Azure Virtual Machine Security
There are many services available to secure our virtual machine.
Azure Active Directory
- By using the Azure Active Directory, we can control access to our virtual machines to different users or groups of users. When we create a virtual machine, we can assign a user to it, and while we are assigning the user to the virtual machine, we will also associate a particular rule to them. That role defines the level of access that the user will have on our virtual machine.
- Users, groups, and applications from that directory can manage resources in the Azure subscription.
- It grants access by assigning the appropriate RBAC role to users, groups, and applications at a certain scope. The scope of a role assignment can be a subscription, a resource group, or a single resource.
- Azure RBAC has three essential roles that apply to all resource types:
- Owner: They have full access to all resources, including the right to delegate access to others.
- Contributor: They can create and manage all types of Azure resources but can't grant access to others.
- Reader: They can only view existing Azure resources.
Azure security center
The Azure security center identifies potential virtual machine (VM) configuration issues and targeted security threats.
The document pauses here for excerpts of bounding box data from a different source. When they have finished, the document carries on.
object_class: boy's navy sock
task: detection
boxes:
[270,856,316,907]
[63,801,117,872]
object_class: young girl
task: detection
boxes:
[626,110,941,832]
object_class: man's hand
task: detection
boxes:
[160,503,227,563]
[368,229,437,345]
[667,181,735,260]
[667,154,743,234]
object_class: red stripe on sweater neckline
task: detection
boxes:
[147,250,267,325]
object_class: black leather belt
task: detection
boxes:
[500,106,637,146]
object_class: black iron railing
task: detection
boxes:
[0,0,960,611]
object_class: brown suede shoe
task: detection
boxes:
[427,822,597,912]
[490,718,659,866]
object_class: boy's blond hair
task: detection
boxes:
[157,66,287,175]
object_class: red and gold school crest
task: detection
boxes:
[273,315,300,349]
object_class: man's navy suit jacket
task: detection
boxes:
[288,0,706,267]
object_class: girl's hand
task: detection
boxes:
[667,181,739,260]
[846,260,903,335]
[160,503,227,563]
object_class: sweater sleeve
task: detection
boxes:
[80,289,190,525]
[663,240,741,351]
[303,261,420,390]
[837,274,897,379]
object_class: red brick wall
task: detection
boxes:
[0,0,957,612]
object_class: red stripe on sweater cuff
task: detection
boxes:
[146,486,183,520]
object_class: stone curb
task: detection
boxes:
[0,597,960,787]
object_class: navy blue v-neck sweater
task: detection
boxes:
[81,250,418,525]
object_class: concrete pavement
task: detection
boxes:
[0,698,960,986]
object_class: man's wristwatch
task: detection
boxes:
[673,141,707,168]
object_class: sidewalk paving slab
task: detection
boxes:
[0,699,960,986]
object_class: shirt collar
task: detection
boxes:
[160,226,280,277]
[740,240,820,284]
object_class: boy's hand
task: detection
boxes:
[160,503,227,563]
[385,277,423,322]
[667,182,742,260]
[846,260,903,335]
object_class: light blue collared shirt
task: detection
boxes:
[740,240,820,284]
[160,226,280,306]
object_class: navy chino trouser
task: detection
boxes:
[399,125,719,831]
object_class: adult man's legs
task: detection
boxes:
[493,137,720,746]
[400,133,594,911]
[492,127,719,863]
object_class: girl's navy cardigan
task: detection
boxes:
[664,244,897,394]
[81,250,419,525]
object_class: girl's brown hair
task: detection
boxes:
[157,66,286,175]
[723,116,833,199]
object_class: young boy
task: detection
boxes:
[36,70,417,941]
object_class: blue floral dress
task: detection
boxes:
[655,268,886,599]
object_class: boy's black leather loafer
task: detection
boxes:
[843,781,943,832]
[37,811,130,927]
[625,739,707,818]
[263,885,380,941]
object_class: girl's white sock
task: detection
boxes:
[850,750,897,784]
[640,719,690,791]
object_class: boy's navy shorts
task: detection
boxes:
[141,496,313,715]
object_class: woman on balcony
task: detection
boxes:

These might include VMs that are missing network security groups, unencrypted disks, and brute-force Remote Desktop Protocol (RDP) attacks.
We can customize the recommendations we would like to see from the Security Center using security policies.
- Set up data collection
- Set up security policies
- View VM configuration health
- Remediate configuration issues
- View detected threats
Managed Service Identity
It is newly introduced in Azure. Earlier, what used to happen was whenever we're deploying an application into a virtual machine, we generally have user id and password within a configuration file of a folder of that application. But if someone gets access to that virtual machine, they can be able to go to the configuration file and view that also. To further increase the security of our application code and safety of services that are being accessed by application code, we can use Managed Service Identity.
Other Security Features
- Network security group: To filter the traffic in and out of the virtual machine.
- Microsoft Antimalware for Azure: We can install on our Azure virtual machines to secure our machines against any malware.
- Encryption: We can enable Azure Disk Encryption.
- Key Vault and SSH Keys: we can use key vault to store the certificates or any sensitive key.
- Policies: All the security-related policies we can apply using it.